2014, Sotheby's New York

~$85.2M adjusted

Portrait of Dr. Gachet, 1890

Vincent van Gogh

Same artist and year (Auvers, 1890); iconic late work establishing the upper market ceiling for the period.

$82.5M

1990, Christie's New York

~$202.1M adjusted

Current Market Trends

Impressionist and Post‑Impressionist masters continue to benefit from a flight to quality: best‑in‑class, institutionally provenanced works attract robust bidding, while middling examples are price‑sensitive. Trophy lots with strong marketing, third‑party guarantees, and global exposure remain highly liquid and can set or challenge artist records. Recent seasons show consistent absorption for blue‑chip names, albeit with selectivity and wider dispersion between top and mid‑tier outcomes.

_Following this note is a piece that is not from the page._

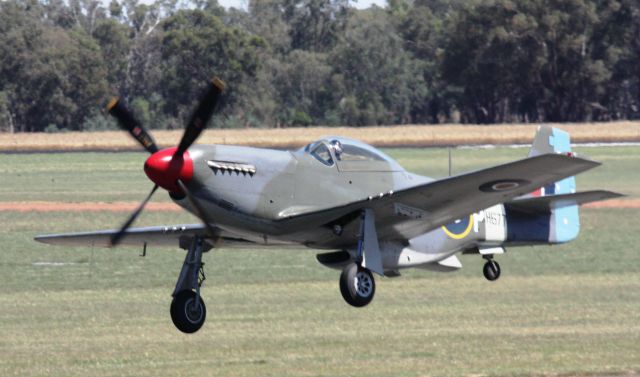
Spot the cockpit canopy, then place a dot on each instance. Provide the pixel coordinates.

Within this context, a canonical, late Van Gogh of panoramic scale would be positioned to elicit intense competition from a concentrated pool of UHNW buyers and institutions, particularly if timed within marquee evening sales in New York or London.

Disclaimer: This estimate is for informational and educational purposes only. It is based on publicly available data and AI analysis. It should not be used for insurance, tax, estate planning, or sale purposes. For formal appraisals, consult a certified appraiser.